You asked me to tell you the story of the day the Radical Lesbians stole the press from the youth service agency where I worked. That was 1971 - MayDay Year - the big spring demonstration that followed all those years of Vietnam Moratoriums in Washington, the once and for all demo that aimed to stop the government in its tracks. The Capitol was bombed that year and they thought Leslie Bacon, a young woman in the MayDay Collective, knew something about it.
One day the FBI came looking for her. She was in the shower and when she heard them coming she climbed up naked, out the trap door in the roof. They chased her across the rooftops til they caught her. At the same time, someone came around warning all the communal houses, "Flush your dope ... clean up ... there's FBI knocking on everyone's doors!"
After all that died down, in November, I was asleep one morning in my basement furnace room on Lamont Street, where 12 of us adults and 3 kids lived. A little way down the hall was Sharon, sleeping too, when the phone started ringing through our dreams.
Sharon answers it. She comes into my room and says, "We've got to get down to the office! The Lesbians are stealing the press!" So we throw on some clothes, jump on my Kawasaki 90 and ride down to the bottom of the 19th Street hill.
When we got there, the press was gone, the women were gone, the truck was gone, and Bill Treanor -- the director and founder of Special Approaches in Juvenile Assistance -- had just arrived. He stood there with his hands on his hips, squinting down the street at nothing, furious!
We went inside. He and I had never met. My job interview with him was scheduled for that morning. Sharon, who was becoming my lover, had been running a job counseling project for this group and was training me to replace her, trying to get permission from this guy.
Here I am, this woman discovering her own Lesbianism, in the presence of this man, who's FURIOUS at these Lesbians called The Furies, who, in his reality, have stolen a piece of property from the Free Community, as we called it in those days. He stroked his beard, put his feet up on the desk, tried to lean back and behave reasonably, act like he really wanted to understand.
In the midst of my job interview, he asked ME why these women did it. I didn't know 'em. But I knew they called themselves The Furies and didn't want to work with men, and that seemed sensible, but SO hard to explain ... to men.

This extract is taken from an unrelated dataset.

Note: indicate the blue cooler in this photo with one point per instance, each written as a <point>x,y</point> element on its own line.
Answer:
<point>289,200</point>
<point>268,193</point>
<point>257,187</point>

The Furies confused me, too, actually. I'd seen them in public, at poetry readings and movement events, being separatist and provocative, putting each other and all us women on the line, pointing their fingers in a crowd of women they knew, who were still straight. "You must LEAVE your man!" ABANDON your boy child!" I thought they were obnoxious, but certainly the most sexy and interesting stuff around.
So I got one of their numbers and called them up. "Listen," I said, "I want to hear your side of the story. I feel caught in the middle, and I wanna know what you did and why. What's going on?"
That's when they explained to me that the press was really theirs. It had been voted to them democratically at a meeting of The Free Community. It's just that Bill wasn't there, he was vacationing in Mexico. He never would have approved it anyway, he would have filibustered. But they'd presented their case to ALL the assembled groups and individuals that came to that meeting called to decide what to do about the press.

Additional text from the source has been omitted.